La première cartographie isotopique du « γ-bump » lève un mystère de la fission nucléaire
Quarante ans après la mise en évidence d'un excès énigmatique de rayonnement gamma émis lors de la fission nucléaire, une collaboration internationale impliquant, entre autres, des scientifiques de l'IPHC, de GANIL, d’IJCLab, de l’IP2I et de l’IFJ PAN de Cracovie vient d'en réaliser la première cartographie isotopique. Ces travaux révèlent dans quels noyaux se manifeste le « γ-bump » et apportent de nouveaux indices sur son origine, ouvrant la voie à une meilleure compréhension de la structure des noyaux atomiques et du mécanisme de la fission.
Quarante ans après sa découverte, un phénomène énigmatique observé lors de la fission nucléaire livre enfin une partie de ses secrets. Une collaboration internationale impliquant, entre autres, des scientifiques de l’IPHC, de GANIL, d’IJCLab, de l’IP2I et de l’IFJ PAN de Cracovie vient de réaliser la première cartographie isotopique du « γ-bump », un excès de rayonnement gamma émis par les fragments de fission. Publiés dans Physics Letters B, ces résultats apportent un nouvel éclairage sur la dynamique de la fission nucléaire et suggèrent un lien inattendu avec une excitation très particulière du noyau atomique : la résonance dipolaire « pygmée ».
Lorsqu'un noyau lourd se scinde en deux fragments, ceux-ci sont produits dans des états excités. Ils retournent à leur état d’équilibre en émettant des neutrons et des rayons gamma. Dès les années 1980, les physiciens avaient mis en évidence un excès de photons gamma d'énergie comprise entre 3 et 8 MeV par rapport aux prédictions des modèles de désexcitation. Baptisé « γ-bump », ce surplus de rayonnement résistait depuis à toute interprétation satisfaisante, faute de mesures suffisamment précises permettant d'en identifier les noyaux émetteurs.

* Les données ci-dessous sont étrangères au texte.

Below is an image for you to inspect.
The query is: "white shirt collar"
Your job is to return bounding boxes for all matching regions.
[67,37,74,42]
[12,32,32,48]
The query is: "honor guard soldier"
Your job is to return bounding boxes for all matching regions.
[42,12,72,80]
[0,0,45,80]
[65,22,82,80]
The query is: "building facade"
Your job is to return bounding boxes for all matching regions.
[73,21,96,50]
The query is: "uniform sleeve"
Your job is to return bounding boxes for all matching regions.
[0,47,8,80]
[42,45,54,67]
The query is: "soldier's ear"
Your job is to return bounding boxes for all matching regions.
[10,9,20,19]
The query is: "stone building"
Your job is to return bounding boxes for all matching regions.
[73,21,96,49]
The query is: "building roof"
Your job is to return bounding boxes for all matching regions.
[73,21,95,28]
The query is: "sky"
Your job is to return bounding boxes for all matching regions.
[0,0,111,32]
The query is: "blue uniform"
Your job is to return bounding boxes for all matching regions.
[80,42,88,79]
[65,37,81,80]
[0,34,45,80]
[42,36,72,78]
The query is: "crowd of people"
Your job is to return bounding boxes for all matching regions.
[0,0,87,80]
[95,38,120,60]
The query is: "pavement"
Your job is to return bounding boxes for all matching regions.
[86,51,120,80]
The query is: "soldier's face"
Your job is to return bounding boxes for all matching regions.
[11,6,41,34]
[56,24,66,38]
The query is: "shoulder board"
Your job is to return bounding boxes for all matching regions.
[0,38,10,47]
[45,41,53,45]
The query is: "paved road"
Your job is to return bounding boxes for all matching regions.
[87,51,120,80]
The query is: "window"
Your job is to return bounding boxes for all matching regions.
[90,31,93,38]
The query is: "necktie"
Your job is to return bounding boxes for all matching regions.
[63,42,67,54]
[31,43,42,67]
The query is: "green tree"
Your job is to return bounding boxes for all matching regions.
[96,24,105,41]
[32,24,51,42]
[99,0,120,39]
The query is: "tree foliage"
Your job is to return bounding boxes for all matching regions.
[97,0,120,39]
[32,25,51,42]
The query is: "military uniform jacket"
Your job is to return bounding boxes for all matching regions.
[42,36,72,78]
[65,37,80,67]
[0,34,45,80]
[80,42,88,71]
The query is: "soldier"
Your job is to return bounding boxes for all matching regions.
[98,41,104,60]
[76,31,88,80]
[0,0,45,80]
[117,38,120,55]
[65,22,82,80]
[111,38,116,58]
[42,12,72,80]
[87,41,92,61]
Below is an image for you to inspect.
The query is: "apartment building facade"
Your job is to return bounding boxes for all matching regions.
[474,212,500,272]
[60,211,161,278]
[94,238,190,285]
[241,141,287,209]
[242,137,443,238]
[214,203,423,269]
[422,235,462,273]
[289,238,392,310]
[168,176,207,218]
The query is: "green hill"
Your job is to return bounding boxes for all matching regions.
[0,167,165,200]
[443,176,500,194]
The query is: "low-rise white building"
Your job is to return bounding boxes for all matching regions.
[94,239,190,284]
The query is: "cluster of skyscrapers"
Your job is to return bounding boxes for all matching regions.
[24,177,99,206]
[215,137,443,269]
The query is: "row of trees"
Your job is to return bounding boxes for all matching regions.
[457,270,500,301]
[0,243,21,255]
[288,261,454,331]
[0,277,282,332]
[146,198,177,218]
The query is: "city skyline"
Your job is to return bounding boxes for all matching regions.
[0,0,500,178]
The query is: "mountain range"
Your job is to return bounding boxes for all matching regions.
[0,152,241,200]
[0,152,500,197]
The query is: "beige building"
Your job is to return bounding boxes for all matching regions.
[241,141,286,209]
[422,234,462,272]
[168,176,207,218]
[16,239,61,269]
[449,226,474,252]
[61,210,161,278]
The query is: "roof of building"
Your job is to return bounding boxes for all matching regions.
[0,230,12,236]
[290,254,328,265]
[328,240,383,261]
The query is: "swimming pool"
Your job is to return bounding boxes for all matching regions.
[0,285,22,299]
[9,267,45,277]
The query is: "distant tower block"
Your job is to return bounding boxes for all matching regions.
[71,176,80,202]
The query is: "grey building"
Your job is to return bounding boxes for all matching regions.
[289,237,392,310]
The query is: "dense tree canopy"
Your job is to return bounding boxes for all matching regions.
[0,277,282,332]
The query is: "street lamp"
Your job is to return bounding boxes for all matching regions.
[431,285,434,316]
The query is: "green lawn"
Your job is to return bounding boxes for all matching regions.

Pour lever cette ambiguïté, les autrices et auteurs de l’étude ont combiné les performances de VAMOS++, un spectromètre magnétique de dernière génération, avec la boule de scintillateurs de nouvelle génération PARIS lors d'une expérience menée au GANIL. Cette instrumentation a permis d'identifier simultanément les fragments de fission selon leur nombre de protons et de neutrons tout en mesurant les rayonnements gamma qu'ils émettent. Les scientifiques ont ainsi réalisé, pour la première fois, une cartographie isotopique complète du γ-bump en fonction des caractéristiques des noyaux produits par la fission.

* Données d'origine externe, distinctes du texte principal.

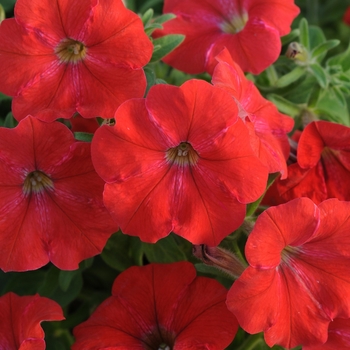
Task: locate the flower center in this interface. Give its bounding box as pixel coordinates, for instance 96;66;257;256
281;245;299;265
220;12;248;34
23;170;53;195
55;38;87;63
166;142;199;166
143;326;176;350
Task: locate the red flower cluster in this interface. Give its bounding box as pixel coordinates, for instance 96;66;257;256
0;116;117;271
0;292;64;350
0;0;152;121
212;49;294;179
92;80;267;246
72;262;238;350
227;198;350;348
265;121;350;204
155;0;299;74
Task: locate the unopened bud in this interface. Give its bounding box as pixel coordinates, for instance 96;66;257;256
286;42;307;62
192;244;247;278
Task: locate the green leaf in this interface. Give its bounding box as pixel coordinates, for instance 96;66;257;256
144;67;156;95
50;273;83;307
141;9;154;26
311;39;340;58
267;94;301;117
139;0;163;13
281;29;300;45
74;131;94;142
143;234;187;263
275;66;305;87
150;34;185;62
1;0;16;12
246;173;280;218
307;84;322;108
153;13;176;24
327;43;350;72
309;63;328;89
314;87;350;126
299;18;310;50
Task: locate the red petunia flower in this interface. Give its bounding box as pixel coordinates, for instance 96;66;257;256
0;292;64;350
264;121;350;204
227;198;350;348
0;116;117;271
72;262;238;350
92;80;267;246
303;318;350;350
69;114;100;134
212;49;294;179
0;0;153;121
154;0;299;74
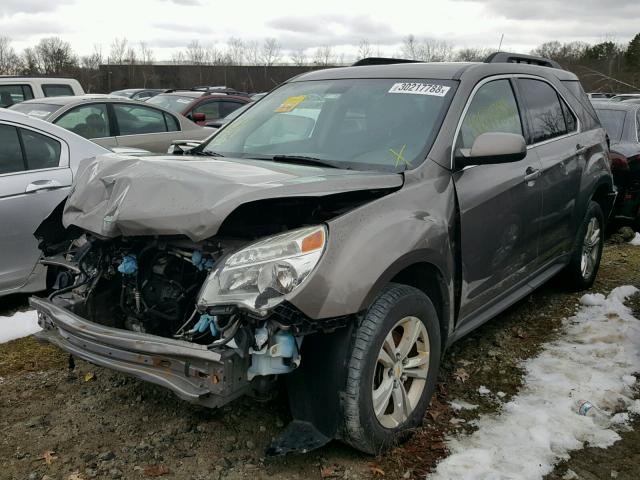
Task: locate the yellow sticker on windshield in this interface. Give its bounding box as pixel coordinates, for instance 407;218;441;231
275;95;305;113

Cette cartographie révèle que le phénomène n'apparaît pas de manière uniforme dans l'ensemble des fragments de fission. Au contraire, il se concentre dans une région bien délimitée de la carte des noyaux, mettant en évidence une dépendance subtile, mais marquée à la dynamique de la fission, d’une part, et à la structure nucléaire des isotopes considérés, d’autre part. En confrontant ces nouvelles données à des calculs intégrant des densités de niveaux nucléaires et des fonctions de force gamma prédites par des théories microscopiques avancées, les chercheurs montrent que le γ-bump est compatible avec l'excitation d’une résonance baptisée « pygmée » dont la nature est au centre de nombreux débats depuis les années 2000. Il pourrait en effet s’agir d’une oscillation collective d'une faible fraction des neutrons du noyau par rapport à un « cœur » formé par le reste des nucléons, ce qui constitue l'une des manifestations les plus subtiles de la structure nucléaire. Les résultats suggèrent que cette oscillation pourrait se manifester naturellement dans les fragments au moment de la fission, avant qu’ils ne se désexcitent.
Au-delà de la résolution progressive d'une énigme vieille de plusieurs décennies, cette découverte ouvre une nouvelle voie pour l'étude des excitations collectives des noyaux. La fission pourrait ainsi devenir une sonde originale de la résonance pygmée, complémentaire des méthodes expérimentales traditionnellement employées. Les résultats devraient également contribuer à améliorer les modèles de fission, utilisés aussi bien pour la compréhension fondamentale des réactions nucléaires que pour les applications reposant sur les données nucléaires.